3) Rencana Pengelolaan Kota Pusaka didukung manajemen yang handal, holistik, sistematik,

dan komprehensif serta pengolahan pusaka alam, budaya dan saujana secara paralel,

harmonis dan berkelanjutan melalui pengembangan instrumen-instrumen penataan dan

pelestarian kota pusaka.

INSTRUMEN PENATAAN DAN PELESTARIAN KOTA PUSAKA

1) Kelembagaan dan Tata Kelola Kota Pusaka

Kota pusaka memiliki kelembagaan dan tata kelola kota terdiri dari unsur masyarakat,

swasta dan pemerintah dengan berbagai kelengkapannya. Kelembagaan didukung oleh

upaya peningkatan kualitas sumberdaya manusia, serta perangkat hukum dan mekanisme

penerapannya.

Page 47: ”Di abad 21, kota yang direncanakan menjadi kota dunia

47

2) Inventarisasi dan Dokumentasi Pusaka

Kota pusaka mengenali aset pusakanya melalui sistem inventarisasi yang handal, holistik

dan sistematik. Inventarisasi aset pusaka perlu diikuti dengan analisis signifikansi,

penetapan serta panduan pengamanan dan pelestariannya. Hasilnya disusun dalam

dokumentasi yang mudah diakses bagi semua.

3) Informasi, Edukasi dan Promosi Kota Pusaka

Kota pusaka perlu memiliki sistem informasi pusaka baik secara digital maupun

diwujudkan dalam bentuk Galeri Pusaka yang dinamis dan mudah dijangkau oleh

masyarakat, memiliki pendidikan pusaka secara formal dan non-formal dan

mengembangkan promosi yang mendorong orang untuk terus mempelajari, mencintai dan

melestarikan pusaka.

4) Ekonomi Kota Pusaka

Kota pusaka mengembangkan pusaka sebagai sumberdaya yang dilestarikan secara

dinamis, sehingga dapat dikembangkan dan dimanfaatkan serta dipasarkan untuk

kesejahteraan masyarakat. Strategi kerja sama antara pemerintah dan swasta serta

masyarakat akan memberikan sinergi pengelolaan dan pemanfaatan yang optimal.
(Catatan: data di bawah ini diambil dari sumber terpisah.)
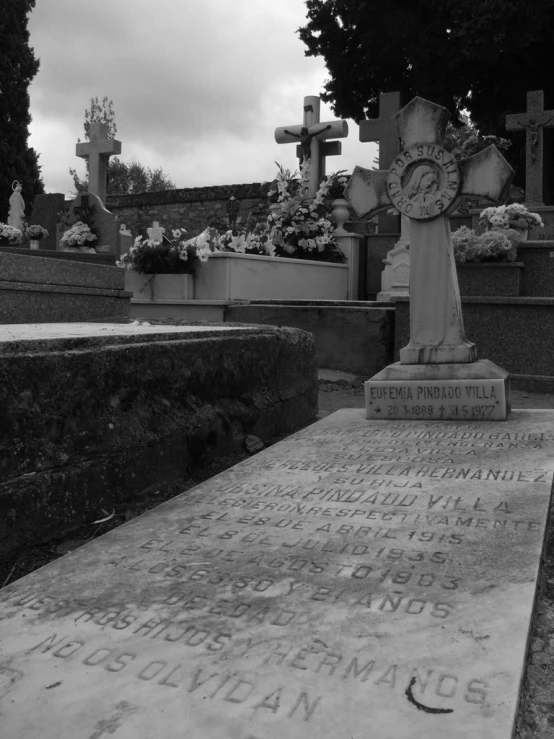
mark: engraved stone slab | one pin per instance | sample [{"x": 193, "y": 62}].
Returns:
[
  {"x": 357, "y": 579},
  {"x": 479, "y": 391}
]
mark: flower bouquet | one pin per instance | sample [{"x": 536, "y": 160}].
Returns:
[
  {"x": 151, "y": 257},
  {"x": 34, "y": 233},
  {"x": 77, "y": 236},
  {"x": 10, "y": 233},
  {"x": 514, "y": 216},
  {"x": 303, "y": 228},
  {"x": 492, "y": 246}
]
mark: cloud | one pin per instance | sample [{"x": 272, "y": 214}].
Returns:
[{"x": 198, "y": 86}]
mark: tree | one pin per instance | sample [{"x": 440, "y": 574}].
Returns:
[
  {"x": 477, "y": 55},
  {"x": 18, "y": 67},
  {"x": 123, "y": 178}
]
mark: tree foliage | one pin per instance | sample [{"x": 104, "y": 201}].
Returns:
[
  {"x": 478, "y": 55},
  {"x": 123, "y": 178},
  {"x": 18, "y": 67}
]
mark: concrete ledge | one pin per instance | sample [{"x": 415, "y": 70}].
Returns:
[
  {"x": 87, "y": 426},
  {"x": 350, "y": 336},
  {"x": 515, "y": 333}
]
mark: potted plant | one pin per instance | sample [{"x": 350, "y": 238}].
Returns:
[
  {"x": 78, "y": 238},
  {"x": 510, "y": 217},
  {"x": 170, "y": 265},
  {"x": 10, "y": 234},
  {"x": 35, "y": 233},
  {"x": 486, "y": 264}
]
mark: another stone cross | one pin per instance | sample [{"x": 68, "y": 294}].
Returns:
[
  {"x": 98, "y": 150},
  {"x": 156, "y": 232},
  {"x": 533, "y": 122},
  {"x": 311, "y": 134},
  {"x": 384, "y": 131},
  {"x": 423, "y": 183}
]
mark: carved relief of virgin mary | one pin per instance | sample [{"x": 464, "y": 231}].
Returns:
[{"x": 423, "y": 184}]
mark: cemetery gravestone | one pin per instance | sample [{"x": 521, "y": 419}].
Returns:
[
  {"x": 438, "y": 365},
  {"x": 89, "y": 207},
  {"x": 357, "y": 579},
  {"x": 533, "y": 122},
  {"x": 311, "y": 134},
  {"x": 97, "y": 151},
  {"x": 46, "y": 210},
  {"x": 384, "y": 130}
]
5) Pengelolaan Resiko Bencana untuk Kota Pusaka

Kota pusaka mengenali ancaman bencana terhadap aset pusakanya dengan

mengembangkan dan mengintegrasikan kegiatan penanggulangan bencana yang mencakup

tahapan kesiapsiagaan, tanggap darurat dan pemulihan dalam kebijakan penataan dan

pelestarian kota pusaka.

6) Pengembangan Kehidupan Budaya Masyarakat

Kota pusaka memahami basis penting pelestarian pusaka adalah pemahaman, kecintaan,

dan apresiasi pada nilai budaya, serta peran aktif dalam kegiatan budaya. Kota pusaka

mengembangkan kehidupan budaya dan kreatif yang menghasilkan karya-karya baru yang

menyerap nilai-nilai serta kearifan pusaka.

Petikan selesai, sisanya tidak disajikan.